Live R/3 installations in the United States include those at First Chicago NBD Corp., the World Bank in Washington, Wells Fargo & Co., UMB Bank of Missouri, Putnam Investments, Allstate Corp., and Janus Funds.

First Chicago has 2,200 R/3 users in the United States and London. The largest client/server system in any back office in the United States has been installed by SAP at Allstate Insurance.

The SAP Financial Services system offers business management, risk management, Internet and intranet integration, year-2000 compliance, and euro compliance.

"Companies are in the process of deploying our software and getting return on investment," Mr. Melchiorre said. "They are starting to embrace package software and customized development."

SAP is going beyond its traditional back-office offering with what Mr. Melchiorre called "an aggressive approach for us."

"We're coming away from general ledger accounting operations to specific functionalities," said John Macdonald, SAP's manager of global industry marketing for banking and insurance, who is based in London.

"In banking, we've started to do risk management and profitability analysis," he said.

SAP is developing products and bringing them to market regionally. Whereas the company used to focus on domestic insurance, for example, it has had to adjust to regionalization and then globalization in the insurance industry.

"We're taking our functionality from Europe and 'North Americanizing' it," Mr. Macdonald said.

To bring products to market quickly, SAP has been forming partnerships. SAP and Andersen Consulting recently announced an alliance to help address the operational challenges facing the worldwide financial services industry.

The first project will be in claims processing for the property and casualty insurance industry-a function that represents more than 80% of an insurer's cost of doing business.
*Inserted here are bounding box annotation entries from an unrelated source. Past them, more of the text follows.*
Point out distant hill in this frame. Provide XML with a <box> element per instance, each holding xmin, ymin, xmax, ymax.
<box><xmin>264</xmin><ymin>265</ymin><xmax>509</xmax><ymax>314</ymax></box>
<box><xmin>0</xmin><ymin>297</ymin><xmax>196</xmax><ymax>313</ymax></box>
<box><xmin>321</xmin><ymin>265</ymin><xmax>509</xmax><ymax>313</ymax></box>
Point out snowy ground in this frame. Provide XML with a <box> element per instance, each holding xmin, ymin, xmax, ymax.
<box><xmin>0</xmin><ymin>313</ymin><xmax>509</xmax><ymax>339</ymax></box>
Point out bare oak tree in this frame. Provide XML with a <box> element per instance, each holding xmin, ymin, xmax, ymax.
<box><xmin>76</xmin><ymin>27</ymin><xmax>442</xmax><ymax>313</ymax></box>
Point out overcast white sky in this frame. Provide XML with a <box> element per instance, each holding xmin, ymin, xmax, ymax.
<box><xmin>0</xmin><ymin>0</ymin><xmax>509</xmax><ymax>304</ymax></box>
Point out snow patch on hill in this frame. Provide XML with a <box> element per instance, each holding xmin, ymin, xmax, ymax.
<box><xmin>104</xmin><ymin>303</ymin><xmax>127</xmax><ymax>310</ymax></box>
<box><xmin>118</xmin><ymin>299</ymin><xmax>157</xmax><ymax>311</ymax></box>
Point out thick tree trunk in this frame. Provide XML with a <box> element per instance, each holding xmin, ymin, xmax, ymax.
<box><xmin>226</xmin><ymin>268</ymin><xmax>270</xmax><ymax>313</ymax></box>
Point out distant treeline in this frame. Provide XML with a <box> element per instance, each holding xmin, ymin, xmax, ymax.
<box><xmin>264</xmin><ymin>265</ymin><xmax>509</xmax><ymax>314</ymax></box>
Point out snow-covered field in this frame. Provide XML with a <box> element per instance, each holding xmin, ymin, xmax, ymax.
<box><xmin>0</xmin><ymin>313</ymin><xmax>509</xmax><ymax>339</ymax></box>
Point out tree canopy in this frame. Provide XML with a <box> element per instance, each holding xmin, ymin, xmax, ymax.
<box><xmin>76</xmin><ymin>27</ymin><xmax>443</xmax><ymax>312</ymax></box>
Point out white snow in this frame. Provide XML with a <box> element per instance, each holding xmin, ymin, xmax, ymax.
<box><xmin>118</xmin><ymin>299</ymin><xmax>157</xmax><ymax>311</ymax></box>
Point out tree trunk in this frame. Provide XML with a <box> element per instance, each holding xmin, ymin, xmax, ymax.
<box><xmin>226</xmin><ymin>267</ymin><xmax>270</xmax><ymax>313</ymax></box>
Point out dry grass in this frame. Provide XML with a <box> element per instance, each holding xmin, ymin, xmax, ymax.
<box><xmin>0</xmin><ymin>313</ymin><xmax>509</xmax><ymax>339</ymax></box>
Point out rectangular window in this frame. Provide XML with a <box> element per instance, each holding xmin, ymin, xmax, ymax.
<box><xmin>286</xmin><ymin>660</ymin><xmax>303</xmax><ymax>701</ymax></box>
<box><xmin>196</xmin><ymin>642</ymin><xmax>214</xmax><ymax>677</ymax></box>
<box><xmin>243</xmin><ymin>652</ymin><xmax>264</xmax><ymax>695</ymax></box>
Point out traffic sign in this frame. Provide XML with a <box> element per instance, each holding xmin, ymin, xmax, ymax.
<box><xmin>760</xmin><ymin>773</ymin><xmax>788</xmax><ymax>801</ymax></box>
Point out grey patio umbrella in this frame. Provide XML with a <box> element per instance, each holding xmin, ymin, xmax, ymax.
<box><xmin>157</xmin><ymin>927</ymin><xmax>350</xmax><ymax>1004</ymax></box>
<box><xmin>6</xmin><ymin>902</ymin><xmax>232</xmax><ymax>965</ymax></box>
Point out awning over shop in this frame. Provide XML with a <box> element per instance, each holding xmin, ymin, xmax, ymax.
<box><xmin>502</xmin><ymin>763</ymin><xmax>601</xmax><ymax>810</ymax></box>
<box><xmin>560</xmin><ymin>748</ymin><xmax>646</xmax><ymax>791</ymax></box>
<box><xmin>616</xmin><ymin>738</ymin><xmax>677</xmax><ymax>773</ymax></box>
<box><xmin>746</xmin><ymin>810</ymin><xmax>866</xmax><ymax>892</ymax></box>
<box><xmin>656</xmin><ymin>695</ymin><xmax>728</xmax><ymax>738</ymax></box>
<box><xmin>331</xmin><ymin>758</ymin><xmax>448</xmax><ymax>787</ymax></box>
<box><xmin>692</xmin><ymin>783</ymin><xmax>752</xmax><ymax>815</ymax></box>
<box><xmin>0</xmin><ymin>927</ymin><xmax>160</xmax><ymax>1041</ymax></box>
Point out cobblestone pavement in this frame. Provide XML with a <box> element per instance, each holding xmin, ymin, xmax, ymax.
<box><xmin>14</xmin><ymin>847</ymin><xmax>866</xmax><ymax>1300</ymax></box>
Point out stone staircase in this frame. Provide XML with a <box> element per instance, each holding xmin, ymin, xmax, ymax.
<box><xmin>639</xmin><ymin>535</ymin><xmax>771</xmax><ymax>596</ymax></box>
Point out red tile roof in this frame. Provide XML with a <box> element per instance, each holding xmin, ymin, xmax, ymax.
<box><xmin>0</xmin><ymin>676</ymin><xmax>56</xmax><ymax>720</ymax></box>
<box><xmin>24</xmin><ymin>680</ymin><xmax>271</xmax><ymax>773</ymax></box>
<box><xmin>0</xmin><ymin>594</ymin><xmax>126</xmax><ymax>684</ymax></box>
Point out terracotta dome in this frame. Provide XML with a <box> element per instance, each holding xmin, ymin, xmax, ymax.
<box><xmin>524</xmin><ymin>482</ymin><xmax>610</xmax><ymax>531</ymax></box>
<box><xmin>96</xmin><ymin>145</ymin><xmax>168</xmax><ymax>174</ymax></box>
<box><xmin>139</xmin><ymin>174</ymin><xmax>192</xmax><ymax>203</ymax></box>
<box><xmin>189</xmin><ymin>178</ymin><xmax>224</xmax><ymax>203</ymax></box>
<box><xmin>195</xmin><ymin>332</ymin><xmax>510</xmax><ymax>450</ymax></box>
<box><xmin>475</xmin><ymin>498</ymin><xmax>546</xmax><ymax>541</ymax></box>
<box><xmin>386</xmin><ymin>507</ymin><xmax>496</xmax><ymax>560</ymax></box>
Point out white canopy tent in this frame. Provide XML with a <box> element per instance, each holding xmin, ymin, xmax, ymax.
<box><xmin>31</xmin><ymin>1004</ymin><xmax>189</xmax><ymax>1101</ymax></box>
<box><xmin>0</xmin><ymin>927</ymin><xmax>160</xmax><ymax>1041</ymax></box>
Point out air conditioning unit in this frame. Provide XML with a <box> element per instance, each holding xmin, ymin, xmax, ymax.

The solution will be based on the SAP Business Framework and Andersen Consulting's claims design.

Explaining how the alliance was formed, Stephan James, managing partner of Andersen's global financial services practice in New York, said, "For the past 18 months, we've been trying to determine the issues that clients are facing, and we realized that there wasn't the technology available to allow them to increase revenue and cut costs."

Andersen will contribute industry-specific expertise, he said, and SAP will use its technological capability to create platforms for insurance and banking. "Our intent is to expand the applications of insurance to enterprise solutions," Mr. James said.

SAP also continues to have a strong relationship with Microsoft Corp., not only addressing the financial industry but as a broad-based technology partner. Mr. Melchiorre pointed out that about half of new R/3 installations are Windows NT-based and that Microsoft uses R/3 internally.

Based in Walldorf, Germany, SAP has development centers in Europe and the Far East, as well as in Chicago, Detroit, Atlanta, California, and Redmond, Wash., where Microsoft is headquartered.

SAP was founded in 1972 and employs more than 12,000 in 40 countries.

Mr. Melchiorre said, "Our biggest competitors right now are our customers not doing anything or being in fear of changing."

He noted that companies have had to divert resources to deal with year- 2000 issues. In replacing legacy systems, he said, SAP runs up against Oracle Corp. and PeopleSoft Inc.

"But when we go head to head, we have a high win ratio," he said.